En el lado opuesto encontramos a la francesa Lucile Hadzihalilovic, que sacudió el primer día del festival con Earwig, propuesta radical que huye de la narrativa convencional. Oscura y críptica, la película construye una atmósfera opresiva cuya fuerza reside en la imagen. Tras el sugerente inicio, llegó un momento en el que no podía evitar pensar en eso tan frustrante que puede ser "la estética por la estética". Un film que da vueltas sobre sí mismo, que se agota y se devora en su búsqueda de la perfección de la imagen. Aunque me ocurre una cosa con este tipo de películas, y es que siempre me pregunto por los problemas del receptor (es decir, yo mismo). La relación que establece un film así con el espectador es muy epidérmica, en la que importan las sensaciones mucho más que lo racional. Más allá de la curiosidad de sus primeros minutos, esa conexión no se produjo con este cronista. Pero lo que para mí acabó en desesperación para otros puede ser una experiencia opuesta. Estamos ante una película que exige gran esfuerzo a su audiencia. El que encuentre la recompensa al final del viaje seguro que lo disfrutará con deleite.

Y antes de todo eso tuvimos a un director de peso inaugurando el certamen. Fue Zhang Yimou con Un segundo, película que viene a colación porque habla sobre el mismo cine.
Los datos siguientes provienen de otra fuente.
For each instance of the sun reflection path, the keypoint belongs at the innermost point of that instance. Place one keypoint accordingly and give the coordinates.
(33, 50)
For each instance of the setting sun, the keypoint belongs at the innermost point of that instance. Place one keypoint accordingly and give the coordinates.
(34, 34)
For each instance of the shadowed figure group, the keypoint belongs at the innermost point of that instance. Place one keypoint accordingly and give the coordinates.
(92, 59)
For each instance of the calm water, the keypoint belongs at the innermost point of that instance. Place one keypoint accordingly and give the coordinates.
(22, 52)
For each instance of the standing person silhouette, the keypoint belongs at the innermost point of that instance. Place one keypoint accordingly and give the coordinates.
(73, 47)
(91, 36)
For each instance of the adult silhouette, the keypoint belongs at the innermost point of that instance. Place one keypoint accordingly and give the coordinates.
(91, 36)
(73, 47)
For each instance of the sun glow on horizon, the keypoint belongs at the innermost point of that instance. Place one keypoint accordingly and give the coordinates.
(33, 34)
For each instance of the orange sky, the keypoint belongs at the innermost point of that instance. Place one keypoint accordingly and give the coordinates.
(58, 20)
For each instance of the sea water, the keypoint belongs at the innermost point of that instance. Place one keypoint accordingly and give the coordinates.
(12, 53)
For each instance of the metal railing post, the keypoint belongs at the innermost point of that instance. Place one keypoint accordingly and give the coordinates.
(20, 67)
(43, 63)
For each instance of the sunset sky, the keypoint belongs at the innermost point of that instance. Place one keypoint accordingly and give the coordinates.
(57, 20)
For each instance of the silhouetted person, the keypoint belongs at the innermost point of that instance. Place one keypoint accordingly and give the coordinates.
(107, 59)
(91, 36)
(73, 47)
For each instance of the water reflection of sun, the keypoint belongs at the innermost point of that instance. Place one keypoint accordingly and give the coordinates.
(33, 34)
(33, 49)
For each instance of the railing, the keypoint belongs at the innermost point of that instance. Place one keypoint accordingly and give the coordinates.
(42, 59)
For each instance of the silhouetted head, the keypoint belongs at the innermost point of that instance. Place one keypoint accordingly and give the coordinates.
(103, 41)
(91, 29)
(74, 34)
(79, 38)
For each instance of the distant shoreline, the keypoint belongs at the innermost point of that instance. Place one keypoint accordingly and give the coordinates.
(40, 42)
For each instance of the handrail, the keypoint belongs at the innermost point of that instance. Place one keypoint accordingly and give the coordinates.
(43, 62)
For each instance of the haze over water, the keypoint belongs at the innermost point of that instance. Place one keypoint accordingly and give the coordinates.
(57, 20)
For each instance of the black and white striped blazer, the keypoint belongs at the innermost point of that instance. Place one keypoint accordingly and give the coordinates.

Aunque no es ese tópico homenaje nostálgico del cine como experiencia colectiva lo más interesante del film. Lo más potente viene con la reflexión sobre el futuro del cine a través de esta historia del pasado. Hay por el final una metáfora muy gráfica sobre el destino que espera al celuloide. Pero, sin duda, mi momento favorito es aquel en el que la película física es transportada en una especie de camilla, como si fuera una enferma moribunda a la que hay que intentar salvar la vida de forma desesperada. Es el gran hallazgo de un film que nos presenta la típica historia sentimental que surge entre dos personas solas en el mundo. En este caso, un padre sin hija y una hija sin padre. Y todo esto, con telón político-social importante de fondo. Pero esa película ya la hemos visto muchas veces y hay poco en ella que la haga destacar.